Im Hafen von Jakarta

Montag, 30. März 2015

Eine Szene im Hafen von Jakarta: Arbeiter balancieren barfuß über einen schmalen Holzbalken zwischen Kaimauer und einem Frachter hin und her, auf dem Rücken zentnerschwere Säcke mit Getreide und Reis für die indonesische Millionenmetropole. Das war 1993. Ob sich die Arbeitsbedingungen dieser Hafenarbeiter zwei Jahrzehnte später verbessert haben, ob sie beispielsweise gegen Arbeitsunfälle versichert sind, ist dem Autor nicht bekannt.

Die Erfahrung lehrt, dass es oft erst zu einer Katastrophe kommen muss, bevor gehan­delt wird: Als vor drei Jahren die Textilfabrik Rana Plaza in Bangladesch einstürzte und 1130 Menschen starben, war das ein Schock. Er schlug in Empörung um, als klar wurde, dass die dort unter skandalösen Bedingungen hergestellte Kleidung auch in Deutsch­land in den Verkaufsregalen landete, und zwar bei den Sonderangeboten zu Tiefstpreisen. Die Katastrophe warf ein Schlaglicht auf menschenunwürdige Arbeit in den ärmsten Ländern der Welt.

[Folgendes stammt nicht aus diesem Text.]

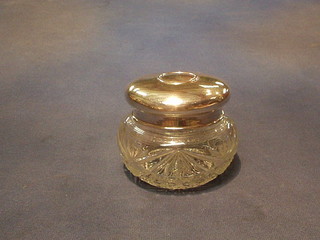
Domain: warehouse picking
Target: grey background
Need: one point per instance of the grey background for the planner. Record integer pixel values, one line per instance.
(64, 66)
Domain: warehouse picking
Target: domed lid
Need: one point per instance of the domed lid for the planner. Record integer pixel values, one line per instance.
(178, 92)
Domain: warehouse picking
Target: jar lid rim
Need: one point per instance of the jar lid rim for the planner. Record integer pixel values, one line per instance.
(177, 92)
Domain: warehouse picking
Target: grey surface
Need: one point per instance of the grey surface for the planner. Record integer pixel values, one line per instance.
(64, 67)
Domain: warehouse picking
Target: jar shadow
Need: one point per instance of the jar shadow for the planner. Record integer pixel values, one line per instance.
(231, 172)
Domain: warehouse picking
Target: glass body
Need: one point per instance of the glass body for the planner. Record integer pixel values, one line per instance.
(177, 158)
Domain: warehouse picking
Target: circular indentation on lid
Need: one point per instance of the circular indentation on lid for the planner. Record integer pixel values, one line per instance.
(177, 78)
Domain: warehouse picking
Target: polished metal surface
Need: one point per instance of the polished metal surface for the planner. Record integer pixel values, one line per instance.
(178, 92)
(63, 68)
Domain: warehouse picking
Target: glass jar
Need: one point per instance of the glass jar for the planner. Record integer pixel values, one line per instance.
(177, 137)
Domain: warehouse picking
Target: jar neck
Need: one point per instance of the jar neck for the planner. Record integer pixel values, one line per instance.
(176, 121)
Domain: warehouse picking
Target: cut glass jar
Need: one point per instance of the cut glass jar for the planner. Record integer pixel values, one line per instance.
(177, 137)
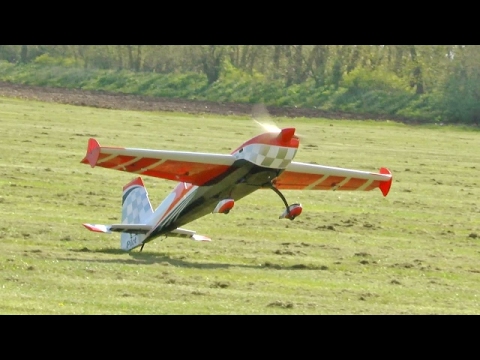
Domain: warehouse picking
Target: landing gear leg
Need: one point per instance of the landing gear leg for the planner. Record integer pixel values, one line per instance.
(292, 211)
(270, 185)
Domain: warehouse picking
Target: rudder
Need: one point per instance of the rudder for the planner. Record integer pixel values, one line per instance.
(136, 209)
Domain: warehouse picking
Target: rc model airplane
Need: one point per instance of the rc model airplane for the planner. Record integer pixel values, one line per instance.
(211, 183)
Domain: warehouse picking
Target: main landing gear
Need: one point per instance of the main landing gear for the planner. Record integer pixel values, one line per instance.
(291, 211)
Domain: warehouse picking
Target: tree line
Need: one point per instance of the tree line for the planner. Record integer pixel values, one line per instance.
(448, 73)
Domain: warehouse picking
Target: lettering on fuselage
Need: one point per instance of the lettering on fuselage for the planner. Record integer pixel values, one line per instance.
(133, 241)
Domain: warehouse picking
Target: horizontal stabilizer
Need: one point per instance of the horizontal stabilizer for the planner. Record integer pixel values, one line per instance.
(180, 232)
(126, 228)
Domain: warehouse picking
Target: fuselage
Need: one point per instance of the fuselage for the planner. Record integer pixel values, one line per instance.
(258, 162)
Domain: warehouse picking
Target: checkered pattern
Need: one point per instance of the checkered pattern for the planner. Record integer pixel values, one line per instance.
(271, 156)
(136, 207)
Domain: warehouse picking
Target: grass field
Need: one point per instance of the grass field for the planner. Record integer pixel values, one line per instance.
(416, 251)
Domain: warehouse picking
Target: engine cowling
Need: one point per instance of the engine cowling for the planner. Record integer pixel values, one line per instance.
(224, 206)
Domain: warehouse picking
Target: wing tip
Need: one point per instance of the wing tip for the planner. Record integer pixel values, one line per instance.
(93, 151)
(97, 228)
(385, 185)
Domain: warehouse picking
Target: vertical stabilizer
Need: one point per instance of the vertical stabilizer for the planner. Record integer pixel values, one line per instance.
(136, 209)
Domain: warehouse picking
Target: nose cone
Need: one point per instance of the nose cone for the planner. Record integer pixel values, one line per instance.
(286, 134)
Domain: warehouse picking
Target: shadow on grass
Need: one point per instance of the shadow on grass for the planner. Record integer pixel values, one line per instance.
(150, 258)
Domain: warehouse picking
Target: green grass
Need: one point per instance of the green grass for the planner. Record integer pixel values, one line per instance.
(416, 251)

Man kann es Angela Merkel abnehmen, dass es ihr ein persönliches Anliegen ist, etwas gegen diese Missstände zu tun. Die Bundesregierung will die diesjährige deutsche Präsidentschaft im Kreis der sieben führenden Industriestaaten (G 7) dazu nutzen, die Lage der betroffenen Menschen zu verbessern. Alle 15 Sekunden stirbt weltweit ein Mensch an den Folgen von Berufskrankheiten oder Arbeitsunfällen. Kinderarbeit ist leider in manchen Ländern immer noch an der Tagesordnung.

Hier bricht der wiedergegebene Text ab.